Hewett seems miffed that Chris Soto would challenge him for the job in the House of Representatives, rather than dutifully awaiting his turn until Hewett decides to step aside.
“Why run against me now? I’ve been in Hartford 12 years,” Hewett, 60, asked at their July 20 debate.
Unknowingly, Hewett answered his own question. It is healthy to the process to see a candidate challenged after so many years of easy victories. In this city dominated by the Democrats, a serious challenge could likely have only come from within the party.
Soto had another good answer why he was running: “Public service.”
Soto, 35, can do the job. Even Hewett recognizes that. He once asked Soto to run his campaign. Soto declined. Hewett concedes he was prepared to endorse Soto if he one day ran for the 39th seat, but only if he waited his turn.
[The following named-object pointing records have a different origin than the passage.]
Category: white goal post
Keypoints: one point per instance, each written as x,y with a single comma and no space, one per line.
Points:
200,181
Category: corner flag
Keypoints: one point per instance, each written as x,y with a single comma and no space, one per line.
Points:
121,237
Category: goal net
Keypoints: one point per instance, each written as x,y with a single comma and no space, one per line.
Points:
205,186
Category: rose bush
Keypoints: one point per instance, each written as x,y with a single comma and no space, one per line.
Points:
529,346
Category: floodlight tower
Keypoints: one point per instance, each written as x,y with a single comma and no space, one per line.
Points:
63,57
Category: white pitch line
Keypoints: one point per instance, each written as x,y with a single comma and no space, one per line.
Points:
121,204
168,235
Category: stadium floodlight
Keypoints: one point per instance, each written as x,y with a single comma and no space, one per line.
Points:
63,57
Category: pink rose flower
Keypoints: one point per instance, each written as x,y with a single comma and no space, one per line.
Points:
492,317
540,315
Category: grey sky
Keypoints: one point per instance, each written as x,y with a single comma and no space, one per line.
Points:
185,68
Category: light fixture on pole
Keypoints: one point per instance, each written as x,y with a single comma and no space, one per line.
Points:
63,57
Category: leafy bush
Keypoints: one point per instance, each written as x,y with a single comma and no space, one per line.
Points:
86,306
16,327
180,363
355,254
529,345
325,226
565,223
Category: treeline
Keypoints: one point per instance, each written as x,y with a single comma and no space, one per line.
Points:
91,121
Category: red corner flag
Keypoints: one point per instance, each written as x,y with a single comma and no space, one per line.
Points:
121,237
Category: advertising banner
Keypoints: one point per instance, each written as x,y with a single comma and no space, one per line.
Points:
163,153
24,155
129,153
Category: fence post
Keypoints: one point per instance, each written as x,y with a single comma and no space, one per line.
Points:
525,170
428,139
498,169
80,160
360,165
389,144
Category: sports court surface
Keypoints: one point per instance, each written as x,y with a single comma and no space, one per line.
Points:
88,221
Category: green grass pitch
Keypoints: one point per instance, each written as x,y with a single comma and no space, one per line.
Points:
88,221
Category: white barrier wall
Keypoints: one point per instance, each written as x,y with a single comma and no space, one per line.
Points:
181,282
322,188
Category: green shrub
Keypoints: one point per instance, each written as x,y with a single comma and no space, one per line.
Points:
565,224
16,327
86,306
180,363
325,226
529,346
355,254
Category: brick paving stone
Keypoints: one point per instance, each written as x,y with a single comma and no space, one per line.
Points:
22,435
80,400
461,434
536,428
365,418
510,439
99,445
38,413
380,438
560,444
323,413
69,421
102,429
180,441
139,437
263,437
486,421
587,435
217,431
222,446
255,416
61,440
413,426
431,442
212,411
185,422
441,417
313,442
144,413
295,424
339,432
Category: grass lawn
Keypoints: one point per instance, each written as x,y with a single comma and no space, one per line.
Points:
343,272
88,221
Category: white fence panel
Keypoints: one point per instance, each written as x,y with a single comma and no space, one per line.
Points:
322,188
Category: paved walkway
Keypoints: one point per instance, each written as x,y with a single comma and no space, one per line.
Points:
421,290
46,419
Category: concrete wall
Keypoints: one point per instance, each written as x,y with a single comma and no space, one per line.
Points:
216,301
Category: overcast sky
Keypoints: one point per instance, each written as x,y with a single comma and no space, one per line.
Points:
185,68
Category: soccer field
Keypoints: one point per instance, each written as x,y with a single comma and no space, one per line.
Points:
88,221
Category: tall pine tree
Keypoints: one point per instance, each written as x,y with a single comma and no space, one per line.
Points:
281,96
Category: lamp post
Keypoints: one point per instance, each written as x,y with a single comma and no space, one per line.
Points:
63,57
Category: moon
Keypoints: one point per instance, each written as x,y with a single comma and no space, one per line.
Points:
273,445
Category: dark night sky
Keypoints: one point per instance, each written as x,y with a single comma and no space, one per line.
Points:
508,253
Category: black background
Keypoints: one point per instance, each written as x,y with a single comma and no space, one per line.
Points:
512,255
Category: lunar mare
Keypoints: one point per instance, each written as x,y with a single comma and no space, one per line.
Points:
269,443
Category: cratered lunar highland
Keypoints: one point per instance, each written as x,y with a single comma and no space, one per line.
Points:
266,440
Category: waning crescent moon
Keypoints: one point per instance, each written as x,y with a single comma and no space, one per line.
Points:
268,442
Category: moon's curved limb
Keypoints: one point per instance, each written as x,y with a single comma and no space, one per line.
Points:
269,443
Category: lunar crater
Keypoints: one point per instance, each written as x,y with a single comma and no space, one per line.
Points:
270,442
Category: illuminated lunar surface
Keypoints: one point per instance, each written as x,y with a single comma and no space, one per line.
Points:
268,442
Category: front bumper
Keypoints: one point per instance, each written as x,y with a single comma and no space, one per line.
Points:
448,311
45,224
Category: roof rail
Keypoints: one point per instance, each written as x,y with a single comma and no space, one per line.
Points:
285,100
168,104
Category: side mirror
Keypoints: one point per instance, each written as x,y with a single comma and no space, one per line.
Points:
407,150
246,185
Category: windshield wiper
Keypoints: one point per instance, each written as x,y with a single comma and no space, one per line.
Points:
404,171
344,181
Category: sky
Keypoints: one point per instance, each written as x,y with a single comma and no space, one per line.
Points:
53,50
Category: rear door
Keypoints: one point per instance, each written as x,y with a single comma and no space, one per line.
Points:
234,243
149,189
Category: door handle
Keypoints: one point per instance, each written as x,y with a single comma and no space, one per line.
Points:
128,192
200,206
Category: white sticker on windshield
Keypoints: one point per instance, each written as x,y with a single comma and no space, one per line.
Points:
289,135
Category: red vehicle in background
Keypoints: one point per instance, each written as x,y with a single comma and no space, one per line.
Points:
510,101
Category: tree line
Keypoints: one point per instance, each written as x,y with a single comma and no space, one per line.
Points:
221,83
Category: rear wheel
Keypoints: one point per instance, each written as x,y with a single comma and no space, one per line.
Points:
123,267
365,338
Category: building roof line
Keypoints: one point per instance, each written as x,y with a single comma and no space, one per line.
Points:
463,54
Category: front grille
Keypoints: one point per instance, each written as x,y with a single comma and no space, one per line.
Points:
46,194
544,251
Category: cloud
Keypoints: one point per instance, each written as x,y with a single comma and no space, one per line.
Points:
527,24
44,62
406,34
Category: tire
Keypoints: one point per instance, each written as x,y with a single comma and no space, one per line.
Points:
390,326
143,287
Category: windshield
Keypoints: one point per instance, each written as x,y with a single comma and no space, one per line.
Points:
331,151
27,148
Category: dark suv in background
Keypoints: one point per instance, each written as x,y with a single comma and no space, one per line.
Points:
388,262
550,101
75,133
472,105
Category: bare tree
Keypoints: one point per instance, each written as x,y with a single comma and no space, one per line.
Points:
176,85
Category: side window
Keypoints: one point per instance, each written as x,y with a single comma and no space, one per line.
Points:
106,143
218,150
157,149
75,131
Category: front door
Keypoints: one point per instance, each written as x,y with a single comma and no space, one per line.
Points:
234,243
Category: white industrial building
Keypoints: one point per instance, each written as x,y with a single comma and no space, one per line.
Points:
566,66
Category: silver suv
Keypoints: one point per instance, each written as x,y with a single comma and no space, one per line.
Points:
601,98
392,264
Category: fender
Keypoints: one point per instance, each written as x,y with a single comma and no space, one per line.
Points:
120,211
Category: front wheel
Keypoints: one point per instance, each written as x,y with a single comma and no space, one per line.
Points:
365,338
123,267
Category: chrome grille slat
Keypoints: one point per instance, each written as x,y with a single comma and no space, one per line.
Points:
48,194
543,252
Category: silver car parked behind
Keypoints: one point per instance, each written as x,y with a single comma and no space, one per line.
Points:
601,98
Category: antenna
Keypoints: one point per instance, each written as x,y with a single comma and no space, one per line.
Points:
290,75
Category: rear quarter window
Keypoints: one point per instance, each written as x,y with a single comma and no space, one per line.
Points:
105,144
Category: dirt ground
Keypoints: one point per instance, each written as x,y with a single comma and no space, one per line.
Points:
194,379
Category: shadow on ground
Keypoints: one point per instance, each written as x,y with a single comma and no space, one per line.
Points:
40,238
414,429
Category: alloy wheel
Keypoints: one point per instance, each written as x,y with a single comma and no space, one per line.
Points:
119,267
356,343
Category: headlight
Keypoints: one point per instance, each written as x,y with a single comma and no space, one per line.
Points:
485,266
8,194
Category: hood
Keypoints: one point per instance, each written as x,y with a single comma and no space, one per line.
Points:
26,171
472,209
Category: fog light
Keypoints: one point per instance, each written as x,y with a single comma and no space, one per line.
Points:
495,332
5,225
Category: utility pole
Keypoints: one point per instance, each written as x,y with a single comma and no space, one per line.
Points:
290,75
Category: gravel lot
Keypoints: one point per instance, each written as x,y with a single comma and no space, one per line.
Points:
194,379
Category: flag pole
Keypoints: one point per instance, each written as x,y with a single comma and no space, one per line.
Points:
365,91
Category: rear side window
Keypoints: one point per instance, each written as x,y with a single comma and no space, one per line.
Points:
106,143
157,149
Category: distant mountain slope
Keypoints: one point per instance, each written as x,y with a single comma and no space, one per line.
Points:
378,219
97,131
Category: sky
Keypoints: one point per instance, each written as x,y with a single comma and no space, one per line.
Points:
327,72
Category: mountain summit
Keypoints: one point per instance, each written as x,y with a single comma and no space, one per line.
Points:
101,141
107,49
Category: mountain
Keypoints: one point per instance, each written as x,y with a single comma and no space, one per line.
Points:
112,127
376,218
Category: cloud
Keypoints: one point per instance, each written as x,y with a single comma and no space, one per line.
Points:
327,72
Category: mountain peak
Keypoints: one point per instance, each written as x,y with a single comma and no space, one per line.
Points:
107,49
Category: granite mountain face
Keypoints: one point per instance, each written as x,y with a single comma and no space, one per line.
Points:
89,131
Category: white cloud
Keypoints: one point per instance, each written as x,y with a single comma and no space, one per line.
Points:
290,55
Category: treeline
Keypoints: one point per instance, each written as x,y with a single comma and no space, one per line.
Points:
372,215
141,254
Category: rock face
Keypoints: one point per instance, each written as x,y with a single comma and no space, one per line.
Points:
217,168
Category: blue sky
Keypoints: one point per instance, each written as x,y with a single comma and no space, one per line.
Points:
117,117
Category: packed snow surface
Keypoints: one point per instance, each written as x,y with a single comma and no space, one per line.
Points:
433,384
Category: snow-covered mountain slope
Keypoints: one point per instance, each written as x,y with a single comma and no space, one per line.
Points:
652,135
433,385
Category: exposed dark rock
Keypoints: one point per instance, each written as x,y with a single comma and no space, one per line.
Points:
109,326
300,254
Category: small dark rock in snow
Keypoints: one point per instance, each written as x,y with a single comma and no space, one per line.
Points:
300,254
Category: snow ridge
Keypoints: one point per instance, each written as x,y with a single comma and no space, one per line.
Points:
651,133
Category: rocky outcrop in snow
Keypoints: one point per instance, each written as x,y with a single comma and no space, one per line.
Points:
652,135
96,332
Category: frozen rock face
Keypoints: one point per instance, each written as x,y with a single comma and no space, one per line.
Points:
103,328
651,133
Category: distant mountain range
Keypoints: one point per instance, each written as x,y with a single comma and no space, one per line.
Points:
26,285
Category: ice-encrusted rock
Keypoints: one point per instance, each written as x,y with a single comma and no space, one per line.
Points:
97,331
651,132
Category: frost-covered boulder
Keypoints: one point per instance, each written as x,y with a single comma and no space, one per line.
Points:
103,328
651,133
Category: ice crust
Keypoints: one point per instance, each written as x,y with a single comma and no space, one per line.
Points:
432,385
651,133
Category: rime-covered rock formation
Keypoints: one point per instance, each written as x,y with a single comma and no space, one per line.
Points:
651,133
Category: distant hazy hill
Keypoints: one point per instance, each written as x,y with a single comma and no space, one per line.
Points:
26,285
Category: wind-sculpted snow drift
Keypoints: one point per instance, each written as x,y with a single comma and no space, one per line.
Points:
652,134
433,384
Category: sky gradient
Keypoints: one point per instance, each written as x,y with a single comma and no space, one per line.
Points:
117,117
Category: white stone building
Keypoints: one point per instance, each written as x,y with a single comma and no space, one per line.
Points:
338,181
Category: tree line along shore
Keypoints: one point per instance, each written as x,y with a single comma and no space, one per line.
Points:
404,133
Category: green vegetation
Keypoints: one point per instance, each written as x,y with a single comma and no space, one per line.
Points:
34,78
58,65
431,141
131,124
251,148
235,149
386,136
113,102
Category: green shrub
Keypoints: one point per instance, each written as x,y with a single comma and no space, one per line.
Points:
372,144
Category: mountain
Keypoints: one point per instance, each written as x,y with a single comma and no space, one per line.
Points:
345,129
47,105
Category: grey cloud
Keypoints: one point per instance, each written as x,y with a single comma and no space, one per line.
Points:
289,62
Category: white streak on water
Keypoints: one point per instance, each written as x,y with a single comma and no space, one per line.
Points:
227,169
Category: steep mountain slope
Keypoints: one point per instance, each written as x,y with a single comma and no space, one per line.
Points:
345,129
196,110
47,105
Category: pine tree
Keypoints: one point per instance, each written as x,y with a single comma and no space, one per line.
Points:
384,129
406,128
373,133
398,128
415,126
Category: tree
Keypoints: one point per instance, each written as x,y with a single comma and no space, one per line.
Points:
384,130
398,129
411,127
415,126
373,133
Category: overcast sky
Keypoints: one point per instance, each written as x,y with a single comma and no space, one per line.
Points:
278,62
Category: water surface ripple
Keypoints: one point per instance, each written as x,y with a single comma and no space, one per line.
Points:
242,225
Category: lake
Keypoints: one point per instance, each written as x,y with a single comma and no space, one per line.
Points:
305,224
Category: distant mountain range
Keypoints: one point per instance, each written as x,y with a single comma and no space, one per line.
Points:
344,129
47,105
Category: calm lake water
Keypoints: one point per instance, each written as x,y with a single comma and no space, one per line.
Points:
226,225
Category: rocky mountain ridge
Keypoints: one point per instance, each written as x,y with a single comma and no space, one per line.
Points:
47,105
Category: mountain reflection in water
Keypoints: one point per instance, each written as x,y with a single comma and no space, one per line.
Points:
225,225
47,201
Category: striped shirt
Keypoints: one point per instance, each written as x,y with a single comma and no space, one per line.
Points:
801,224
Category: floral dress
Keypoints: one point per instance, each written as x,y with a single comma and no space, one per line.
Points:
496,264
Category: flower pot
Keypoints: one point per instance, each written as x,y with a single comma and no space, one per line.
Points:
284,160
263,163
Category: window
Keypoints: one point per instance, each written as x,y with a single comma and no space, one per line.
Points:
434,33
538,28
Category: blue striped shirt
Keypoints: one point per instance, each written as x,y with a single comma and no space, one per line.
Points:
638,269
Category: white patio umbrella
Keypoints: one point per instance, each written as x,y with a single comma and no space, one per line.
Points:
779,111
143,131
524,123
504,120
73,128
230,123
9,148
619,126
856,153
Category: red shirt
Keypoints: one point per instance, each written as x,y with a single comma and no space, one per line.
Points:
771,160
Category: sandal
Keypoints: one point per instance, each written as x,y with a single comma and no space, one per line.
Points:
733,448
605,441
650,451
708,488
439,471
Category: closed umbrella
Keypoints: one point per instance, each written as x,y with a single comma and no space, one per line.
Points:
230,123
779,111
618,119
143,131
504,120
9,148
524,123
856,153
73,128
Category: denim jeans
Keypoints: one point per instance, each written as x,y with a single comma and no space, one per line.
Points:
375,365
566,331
A graduate of the U.S. Coast Guard Academy, Soto served five years in that service. He later obtained a Masters in Public Administration from Brown University. He is the founder and director of Higher Edge, an organization that guides the region’s low-income and first-generation college-bound students as they pursue a higher education and strive for their American Dream.
As a member of the state’s Latino and Puerto Rican Affairs Commission, he is well versed in the needs and challenges facing the Latino community, certainly pertinent given the city’s large and growing Latino population.
On many of the issues the candidates are close, hewing to the Democratic line, though with Soto eager to explore new ways of running the government more efficiently and Hewett dismissive of such talk, contending most every idea has been tried and rejected because it didn’t work or couldn’t get the votes.